Nous nous mettons à écrire. Nous avons deux heures pour traiter le sujet et deux feuilles de papier à notre disposition.

Au bout de deux heures, nous échangeons nos feuilles, chacun de nous corrige les fautes d’orthographes de l’autre à l’aide du dictionnaire et, en bas de page, écrit : "Bien" ou "Pas bien". Si c’est "Pas bien", nous jetons la composition dans le feu et nous essayons de traiter le même sujet à la leçon suivante. Si c’est "Bien", nous pouvons recopier la composition dans le Grand Cahier.

Pour décider si c’est "Bien" ou "Pas bien", nous avons une règle très simple : la composition doit être vraie. Nous devons décrire ce qui est, ce que nous voyons, ce que nous entendons, ce que nous faisons..

Par exemple, il est interdit d’écrire : "Grand-mère ressemble à une sorcière"; mais il est permis d’écrire "Les gens appellent Grand-mère la Sorcière".

Il est interdit d’écrire : "La Petite Ville est belle", car la Petite Ville peut être belle pour nous et laide pour quelqu’un d’autre.

De même, si nous écrivons : "L’ordonnance est gentil", cela n’est pas une vérité, parce que l’ordonnance est peut-être capable de méchancetés que nous ignorons.
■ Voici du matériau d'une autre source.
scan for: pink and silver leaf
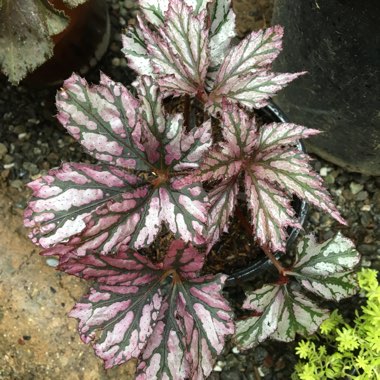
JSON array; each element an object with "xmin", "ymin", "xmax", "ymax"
[
  {"xmin": 222, "ymin": 103, "xmax": 261, "ymax": 155},
  {"xmin": 162, "ymin": 240, "xmax": 205, "ymax": 280},
  {"xmin": 244, "ymin": 169, "xmax": 301, "ymax": 252},
  {"xmin": 143, "ymin": 0, "xmax": 209, "ymax": 95},
  {"xmin": 209, "ymin": 0, "xmax": 236, "ymax": 67},
  {"xmin": 271, "ymin": 286, "xmax": 329, "ymax": 342},
  {"xmin": 139, "ymin": 0, "xmax": 211, "ymax": 27},
  {"xmin": 139, "ymin": 0, "xmax": 169, "ymax": 27},
  {"xmin": 159, "ymin": 182, "xmax": 209, "ymax": 245},
  {"xmin": 251, "ymin": 146, "xmax": 346, "ymax": 224},
  {"xmin": 213, "ymin": 25, "xmax": 284, "ymax": 94},
  {"xmin": 61, "ymin": 179, "xmax": 208, "ymax": 256},
  {"xmin": 235, "ymin": 285, "xmax": 282, "ymax": 350},
  {"xmin": 289, "ymin": 233, "xmax": 360, "ymax": 301},
  {"xmin": 68, "ymin": 241, "xmax": 234, "ymax": 374},
  {"xmin": 258, "ymin": 123, "xmax": 321, "ymax": 151},
  {"xmin": 69, "ymin": 272, "xmax": 165, "ymax": 369},
  {"xmin": 193, "ymin": 142, "xmax": 242, "ymax": 181},
  {"xmin": 236, "ymin": 284, "xmax": 328, "ymax": 349},
  {"xmin": 121, "ymin": 26, "xmax": 154, "ymax": 77},
  {"xmin": 137, "ymin": 275, "xmax": 234, "ymax": 380},
  {"xmin": 171, "ymin": 119, "xmax": 212, "ymax": 171},
  {"xmin": 208, "ymin": 71, "xmax": 305, "ymax": 112},
  {"xmin": 58, "ymin": 247, "xmax": 162, "ymax": 286},
  {"xmin": 24, "ymin": 163, "xmax": 140, "ymax": 248},
  {"xmin": 207, "ymin": 177, "xmax": 239, "ymax": 249},
  {"xmin": 56, "ymin": 74, "xmax": 149, "ymax": 170}
]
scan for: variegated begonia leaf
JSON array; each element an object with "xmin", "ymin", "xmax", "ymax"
[
  {"xmin": 209, "ymin": 0, "xmax": 236, "ymax": 67},
  {"xmin": 287, "ymin": 233, "xmax": 360, "ymax": 301},
  {"xmin": 139, "ymin": 0, "xmax": 212, "ymax": 26},
  {"xmin": 121, "ymin": 25, "xmax": 154, "ymax": 77},
  {"xmin": 123, "ymin": 0, "xmax": 304, "ymax": 113},
  {"xmin": 63, "ymin": 0, "xmax": 87, "ymax": 8},
  {"xmin": 207, "ymin": 26, "xmax": 304, "ymax": 111},
  {"xmin": 133, "ymin": 0, "xmax": 209, "ymax": 95},
  {"xmin": 236, "ymin": 284, "xmax": 328, "ymax": 349},
  {"xmin": 190, "ymin": 105, "xmax": 344, "ymax": 251},
  {"xmin": 67, "ymin": 241, "xmax": 234, "ymax": 380},
  {"xmin": 207, "ymin": 177, "xmax": 239, "ymax": 247},
  {"xmin": 25, "ymin": 75, "xmax": 211, "ymax": 255},
  {"xmin": 236, "ymin": 234, "xmax": 360, "ymax": 349}
]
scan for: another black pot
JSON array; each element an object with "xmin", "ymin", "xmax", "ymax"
[
  {"xmin": 226, "ymin": 103, "xmax": 308, "ymax": 286},
  {"xmin": 272, "ymin": 0, "xmax": 380, "ymax": 175}
]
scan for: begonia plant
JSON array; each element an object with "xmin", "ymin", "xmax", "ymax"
[
  {"xmin": 25, "ymin": 0, "xmax": 359, "ymax": 379},
  {"xmin": 0, "ymin": 0, "xmax": 86, "ymax": 85}
]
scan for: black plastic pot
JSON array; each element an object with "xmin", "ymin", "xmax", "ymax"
[
  {"xmin": 226, "ymin": 103, "xmax": 308, "ymax": 286},
  {"xmin": 272, "ymin": 0, "xmax": 380, "ymax": 175}
]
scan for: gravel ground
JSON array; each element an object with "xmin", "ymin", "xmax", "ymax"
[{"xmin": 0, "ymin": 0, "xmax": 380, "ymax": 380}]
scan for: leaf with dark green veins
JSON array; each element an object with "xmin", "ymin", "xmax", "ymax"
[
  {"xmin": 25, "ymin": 74, "xmax": 212, "ymax": 256},
  {"xmin": 289, "ymin": 233, "xmax": 360, "ymax": 301},
  {"xmin": 68, "ymin": 240, "xmax": 234, "ymax": 380},
  {"xmin": 236, "ymin": 284, "xmax": 328, "ymax": 349},
  {"xmin": 63, "ymin": 0, "xmax": 87, "ymax": 8}
]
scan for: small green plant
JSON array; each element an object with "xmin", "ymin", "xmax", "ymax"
[{"xmin": 292, "ymin": 269, "xmax": 380, "ymax": 380}]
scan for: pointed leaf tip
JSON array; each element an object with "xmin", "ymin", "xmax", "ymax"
[{"xmin": 68, "ymin": 241, "xmax": 234, "ymax": 379}]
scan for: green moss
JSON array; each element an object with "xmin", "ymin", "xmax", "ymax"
[{"xmin": 292, "ymin": 269, "xmax": 380, "ymax": 380}]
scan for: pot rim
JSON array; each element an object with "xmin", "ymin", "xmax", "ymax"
[{"xmin": 225, "ymin": 101, "xmax": 309, "ymax": 286}]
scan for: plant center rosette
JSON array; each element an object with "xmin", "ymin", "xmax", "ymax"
[{"xmin": 25, "ymin": 0, "xmax": 358, "ymax": 379}]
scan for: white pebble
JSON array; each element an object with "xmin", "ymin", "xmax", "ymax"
[{"xmin": 46, "ymin": 257, "xmax": 59, "ymax": 268}]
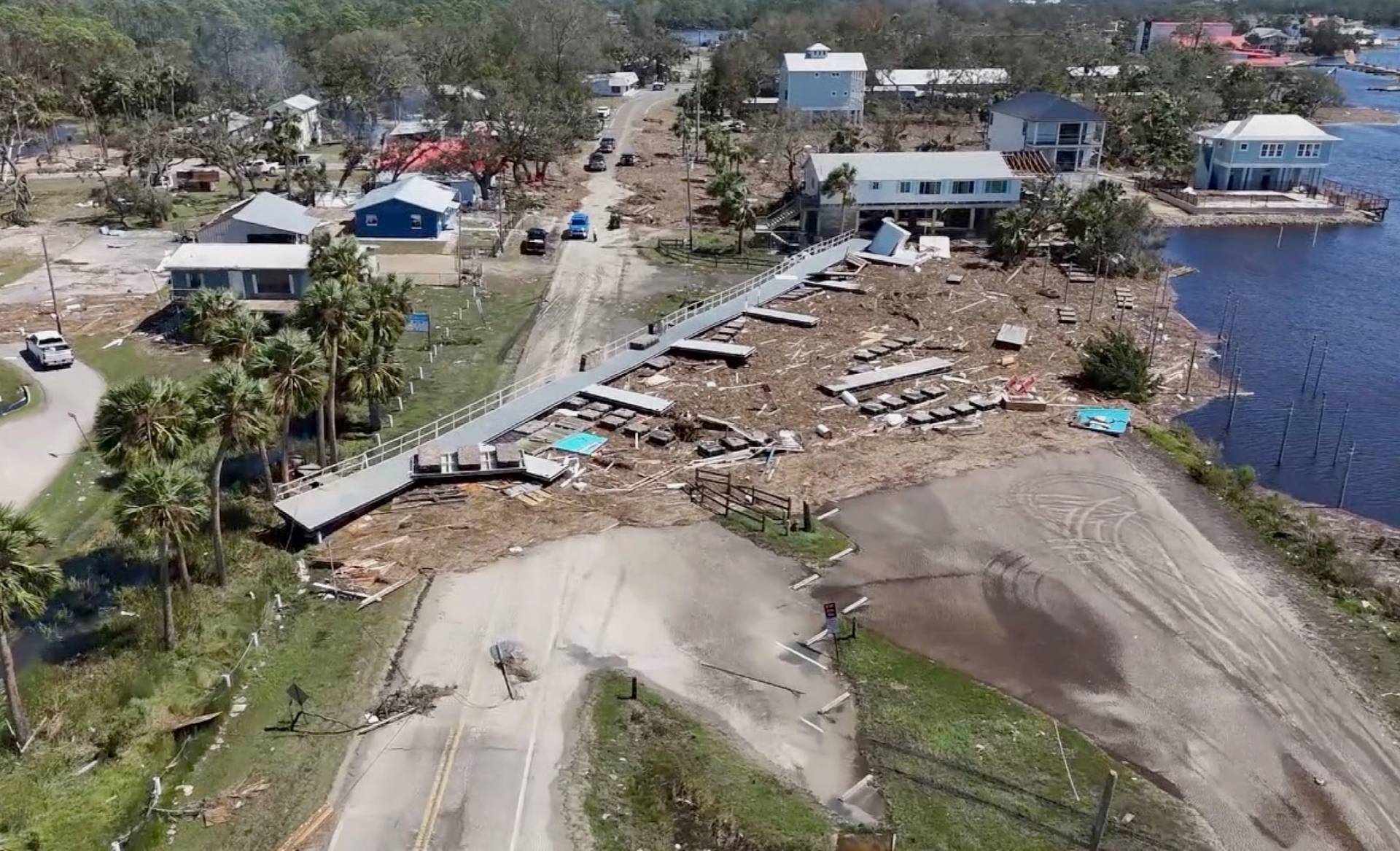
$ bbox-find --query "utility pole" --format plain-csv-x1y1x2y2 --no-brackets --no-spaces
39,236,63,335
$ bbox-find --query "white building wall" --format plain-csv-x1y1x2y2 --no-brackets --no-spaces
987,112,1026,151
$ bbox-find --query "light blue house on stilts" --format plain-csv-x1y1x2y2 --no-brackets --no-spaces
1191,114,1341,192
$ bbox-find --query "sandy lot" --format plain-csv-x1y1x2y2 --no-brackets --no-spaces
329,524,878,851
0,225,178,305
817,448,1400,851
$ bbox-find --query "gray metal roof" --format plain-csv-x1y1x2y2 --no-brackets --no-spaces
811,151,1015,181
991,91,1103,122
160,242,311,271
354,175,456,213
233,192,321,236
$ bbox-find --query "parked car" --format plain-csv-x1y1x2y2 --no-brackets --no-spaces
24,330,73,370
564,213,589,239
521,228,549,254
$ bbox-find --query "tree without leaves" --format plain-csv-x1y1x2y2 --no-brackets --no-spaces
822,163,855,230
116,462,209,651
0,502,63,749
248,327,326,484
195,362,273,585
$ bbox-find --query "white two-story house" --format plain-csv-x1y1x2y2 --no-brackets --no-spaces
987,91,1103,172
779,44,866,123
801,151,1021,236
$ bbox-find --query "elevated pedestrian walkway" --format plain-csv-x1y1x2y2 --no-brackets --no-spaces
276,234,868,532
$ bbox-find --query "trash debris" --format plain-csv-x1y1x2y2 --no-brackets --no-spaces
367,683,456,723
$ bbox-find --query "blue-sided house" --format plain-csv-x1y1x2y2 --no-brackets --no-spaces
1191,114,1341,192
160,242,311,311
354,175,458,241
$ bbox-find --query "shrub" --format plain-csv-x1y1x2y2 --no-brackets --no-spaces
1079,329,1162,405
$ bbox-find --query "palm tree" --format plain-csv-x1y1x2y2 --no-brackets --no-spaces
364,274,413,356
822,163,855,230
206,306,268,361
346,346,405,431
93,375,201,470
248,327,326,484
184,290,245,343
309,234,370,281
196,362,273,585
0,504,63,749
116,462,209,651
297,277,365,465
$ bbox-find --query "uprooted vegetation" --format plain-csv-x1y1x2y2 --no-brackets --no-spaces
841,630,1214,851
583,672,834,851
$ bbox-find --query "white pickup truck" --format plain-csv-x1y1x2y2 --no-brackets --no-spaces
24,330,73,370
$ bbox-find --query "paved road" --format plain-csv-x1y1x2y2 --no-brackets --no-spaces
516,87,677,375
829,446,1400,851
329,524,879,851
0,346,106,505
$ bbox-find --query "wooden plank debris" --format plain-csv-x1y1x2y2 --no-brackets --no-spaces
671,338,756,361
992,322,1030,349
822,357,954,396
744,308,816,327
802,280,866,292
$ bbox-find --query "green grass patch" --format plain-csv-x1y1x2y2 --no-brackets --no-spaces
168,581,421,851
31,338,211,556
0,355,36,417
0,251,44,287
720,513,851,559
69,336,213,385
584,672,828,851
341,276,549,456
841,630,1210,851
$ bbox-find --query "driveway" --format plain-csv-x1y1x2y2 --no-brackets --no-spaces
329,524,878,851
516,87,679,376
826,445,1400,851
0,228,176,309
0,346,106,507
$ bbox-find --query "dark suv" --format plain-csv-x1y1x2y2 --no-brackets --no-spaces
521,228,549,254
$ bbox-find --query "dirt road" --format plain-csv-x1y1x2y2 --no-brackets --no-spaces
0,225,178,309
0,346,105,507
329,524,874,851
828,446,1400,851
516,88,677,376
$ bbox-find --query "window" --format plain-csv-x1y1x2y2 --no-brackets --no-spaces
245,271,291,295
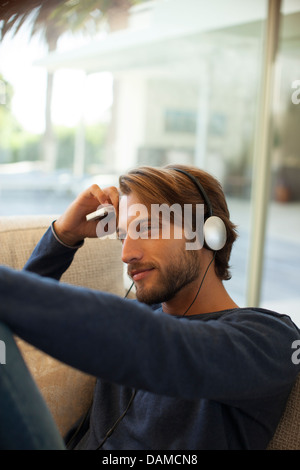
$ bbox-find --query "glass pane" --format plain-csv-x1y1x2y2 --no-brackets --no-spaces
262,1,300,324
0,0,267,306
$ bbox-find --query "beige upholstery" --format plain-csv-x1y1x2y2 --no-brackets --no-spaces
0,216,124,435
0,216,300,450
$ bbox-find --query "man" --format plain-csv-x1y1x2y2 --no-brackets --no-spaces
0,165,299,450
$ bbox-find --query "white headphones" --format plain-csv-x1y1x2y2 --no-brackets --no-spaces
170,168,227,251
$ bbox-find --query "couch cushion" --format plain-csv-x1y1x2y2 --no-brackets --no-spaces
0,216,124,296
0,216,124,436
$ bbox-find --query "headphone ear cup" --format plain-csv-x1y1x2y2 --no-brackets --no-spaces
203,215,227,251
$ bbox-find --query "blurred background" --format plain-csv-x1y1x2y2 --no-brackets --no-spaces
0,0,300,325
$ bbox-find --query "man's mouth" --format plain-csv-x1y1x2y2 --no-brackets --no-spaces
128,268,154,282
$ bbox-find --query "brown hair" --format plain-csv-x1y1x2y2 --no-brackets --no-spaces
119,165,237,280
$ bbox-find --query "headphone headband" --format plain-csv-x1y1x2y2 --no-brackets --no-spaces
170,167,227,251
170,168,213,217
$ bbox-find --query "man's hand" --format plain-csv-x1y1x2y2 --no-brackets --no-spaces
54,184,119,246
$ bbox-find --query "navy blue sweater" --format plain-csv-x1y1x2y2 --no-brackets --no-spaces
0,229,300,450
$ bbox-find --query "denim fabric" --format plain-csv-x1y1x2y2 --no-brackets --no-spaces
0,323,64,450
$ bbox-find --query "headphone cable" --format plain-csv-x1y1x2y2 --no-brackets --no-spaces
181,251,217,317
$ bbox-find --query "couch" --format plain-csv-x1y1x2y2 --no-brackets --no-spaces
0,216,300,450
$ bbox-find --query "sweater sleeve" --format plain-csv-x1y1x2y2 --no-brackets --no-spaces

Nous écrirons donc simplement "L’ordonnance nous donne des couvertures".

Nous écrirons : "Nous mangeons beaucoup de noix"; et non pas "Nous aimons les noix", car le mot "aimer" n’est pas un mot sûr, il manque de précision et d’objectivité. "Aimer les noix" et "aimer notre mère", cela ne peut pas vouloir dire la même chose. La première formule désigne un goût agréable dans la bouche, et la deuxième un sentiment.

Les mots qui définissent les sentiments sont très vagues, il vaut mieux éviter leur emploi et s’en tenir à la description des objets, des êtres humains et de soi-même, c’est à dire la description fidèle des faits.